July 9, 2020

Reading Uncertainly? ‘The File’ by Timothy Garton Ash -“A Chilling Portrait of Treachery and Compromise” (LeCarré)

Another sleeper!

A neighbor and compulsive reader — as I am too — gave me this paperback with her encouragement. As I started to read, I was somewhat dubious. After all, what is there to interest me in reading about a young Oxford grad student going to Berlin in 1978, and then on to Humboldt University in East Berlin in 1980 to continue his work.

But … it seems this student (the author) was almost immediately the focus of the East German Stasi police, which assumed that he must be an English spy. Shades of John LeCarré.

He guessed, of course, that he might be suspected, but he never realized the extent of the German suspicions and the degree of its work until after the reunion of East and West Germany, and the opening of the Stasi files to his review.

It was, as Ash describes it, “the quiet corruption of mature totalitarianism.” He then went back and first investigated the files on him, and then decided to try and interview many of those who reported on him, some of whom were good friends.

This is the story of what he learned. It is both compelling and fascinating.

He goes on to describe some of their excuses. “I did my job” is the most common, responding to the overwhelming pressure of a repressive and suspicious government.
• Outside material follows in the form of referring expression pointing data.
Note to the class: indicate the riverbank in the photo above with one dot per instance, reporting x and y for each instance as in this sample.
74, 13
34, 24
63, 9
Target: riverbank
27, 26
But what is exceptional about this personal history is its extrapolation to all of us.

Do not many — if not most — of us have that compulsive certainty that we always face “enemies” to be identified, fought and then conquered? It is the classic “us” versus “them”, but, as Pogo correctly pointed out, “We have met the enemy and he is us.”

At the same time as the Stasi was investigating both Germans and foreigners, MI6 in England and the CIA in the U.S. were hard at work doing the very same things.

Ash’s conclusion, “ … the paradox at the head of all spying: the key to betrayal is trust.”

But can we really rely on what we have read and what we think we remember?

Ash asks, “How can you ever really know what is fact, what fiction, and what still lies hidden?” The answer is we can’t — there is no such thing as “fact.”

Ash continues, “What we call ‘my life’ is a constantly rewritten version of our own past … Personal memory is such a slippery customer … Our memories decay or sharpen, mellow or sour, with the passage of time and the change of circumstances.”

His conclusion: “Now the galling thing is to discover how much I have forgotten of my own life.”

Me too …

Despite my reliance on many old records saved over the years, when I came to write my own “autobiography” in 2011, I had to acknowledge, candidly, that it was basically a work of fiction!

Editor’s Note:The File’ by Timothy Garton Ash was published by Vintage Books, New York in 1998.